Jay R. Galbraith
American business theorist
Jay R. Galbraith (Feb. 26, 1939 - April 8, 2014) was an American organizational theorist, consultant and Professor at the International Institute for Management Development, known for his work on strategy and organization design.
Quotes
edit- Organization design is conceived to be a decision process to bring about a coherence between the goals or purposes for which the organization exists, the patterns of division of labor and interunit coordination and the people who will do the work.
- Jay R. Galbraith (1977). Organization design. p. 5
- If management can identify the negatives of its preferred option, the other policies around the star model can be designed to counter the negatives while achieving the positives.
- Jay R. Galbraith (2002), Designing organizations: an executive guide to strategy, structure, and process. p. 15
Designing complex organizations, 1973
editGalbraith, Jay R. Designing complex organizations. Addison-Wesley Longman Publishing Co., Inc., 1973.
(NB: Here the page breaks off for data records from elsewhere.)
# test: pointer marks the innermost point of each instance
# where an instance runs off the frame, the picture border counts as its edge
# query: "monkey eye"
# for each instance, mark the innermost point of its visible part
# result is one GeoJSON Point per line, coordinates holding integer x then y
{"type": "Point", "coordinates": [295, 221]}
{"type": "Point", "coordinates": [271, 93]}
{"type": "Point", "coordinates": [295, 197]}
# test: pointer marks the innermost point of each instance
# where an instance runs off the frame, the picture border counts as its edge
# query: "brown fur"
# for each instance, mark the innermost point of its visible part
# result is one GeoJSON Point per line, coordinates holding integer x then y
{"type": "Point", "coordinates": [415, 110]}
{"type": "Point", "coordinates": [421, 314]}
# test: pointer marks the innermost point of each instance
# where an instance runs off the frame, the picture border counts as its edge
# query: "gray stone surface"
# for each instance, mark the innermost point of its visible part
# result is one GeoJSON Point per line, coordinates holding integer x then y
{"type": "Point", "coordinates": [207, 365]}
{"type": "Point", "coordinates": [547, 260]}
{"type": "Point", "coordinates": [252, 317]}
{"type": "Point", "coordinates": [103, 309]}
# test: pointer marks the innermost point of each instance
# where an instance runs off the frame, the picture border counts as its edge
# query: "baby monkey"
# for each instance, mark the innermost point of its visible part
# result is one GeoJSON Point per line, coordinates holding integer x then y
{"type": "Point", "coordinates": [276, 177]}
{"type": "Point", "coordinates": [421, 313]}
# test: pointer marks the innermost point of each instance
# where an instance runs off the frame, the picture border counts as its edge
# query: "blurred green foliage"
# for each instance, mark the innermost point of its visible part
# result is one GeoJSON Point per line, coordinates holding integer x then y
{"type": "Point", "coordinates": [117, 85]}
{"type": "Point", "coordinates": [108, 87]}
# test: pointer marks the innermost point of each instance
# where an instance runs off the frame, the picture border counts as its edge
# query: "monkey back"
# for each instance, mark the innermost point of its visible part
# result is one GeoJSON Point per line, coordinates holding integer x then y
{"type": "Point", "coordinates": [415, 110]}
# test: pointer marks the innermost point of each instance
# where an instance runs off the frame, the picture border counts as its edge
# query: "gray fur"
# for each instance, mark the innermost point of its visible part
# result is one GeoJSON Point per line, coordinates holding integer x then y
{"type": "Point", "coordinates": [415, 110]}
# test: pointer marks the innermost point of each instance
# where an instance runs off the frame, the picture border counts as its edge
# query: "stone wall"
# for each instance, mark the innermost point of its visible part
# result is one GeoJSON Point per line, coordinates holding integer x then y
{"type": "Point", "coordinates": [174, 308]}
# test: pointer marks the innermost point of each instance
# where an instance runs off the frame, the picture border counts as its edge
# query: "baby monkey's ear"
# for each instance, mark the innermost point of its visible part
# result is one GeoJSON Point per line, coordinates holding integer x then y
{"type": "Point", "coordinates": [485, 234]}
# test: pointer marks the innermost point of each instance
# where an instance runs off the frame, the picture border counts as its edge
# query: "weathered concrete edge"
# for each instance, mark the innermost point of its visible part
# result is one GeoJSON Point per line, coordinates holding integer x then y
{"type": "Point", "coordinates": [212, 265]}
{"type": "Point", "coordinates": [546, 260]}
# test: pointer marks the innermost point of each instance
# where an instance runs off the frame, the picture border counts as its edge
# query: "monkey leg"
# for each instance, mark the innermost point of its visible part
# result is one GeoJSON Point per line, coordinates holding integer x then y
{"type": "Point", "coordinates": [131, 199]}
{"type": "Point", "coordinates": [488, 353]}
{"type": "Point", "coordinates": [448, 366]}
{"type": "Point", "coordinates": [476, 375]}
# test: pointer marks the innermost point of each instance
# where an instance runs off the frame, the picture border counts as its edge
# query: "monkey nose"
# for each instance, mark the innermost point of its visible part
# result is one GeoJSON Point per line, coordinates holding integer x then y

- There is no one best way to organize... Any way of organizing is not equally effective.
- p. 2: The two underlying assumptions of contingency theory
- The greater the task uncertainty, the greater the amount of information that must be processed among decision makers during task execution in order to achieve a given level of performance.
- p. 4
- [Task uncertainty is] the difference between the amount of information required to perform the task and the amount of information already possessed by the organisation.
- p. 5
- Organizations make two responses to deal with the behavior control problem. The first change involves the substitution of craft or professional training of the work force for the detailed centralized programming of the work processes.
- p. 12
- If the organization is faced with greater uncertainty due to technological change, higher performance standards due to increased competition, or diversifies its product line to reduce dependence, the amount of information processing is increased. The organization must adopt at least one of the four strategies when faced with greater uncertainty.
- p. 26
Organization design: An information processing view, 1977
editGalbraith, Jay R. "Organization design: An information processing view." Organizational Effectiveness Center and School 21 (1977).
- The empirical research of the last fifteen years on the structure of large organizations seems to confirm the hypothesis of Herbert Simon that human cognitive limits are a basic limiting factor in determining organization structures .
- p. 21
- The basic proposition is that the greater the uncertainty of the task, the greater the amount of information that has to be processed between decision-makers during the execution of the task. If the task is well understood prior to performing it much of the activity can be preplanned. If it is n~t understood, then during the actual task execution more knowledge is acquired which leads to changes in resource allocations, schedules, and priorities.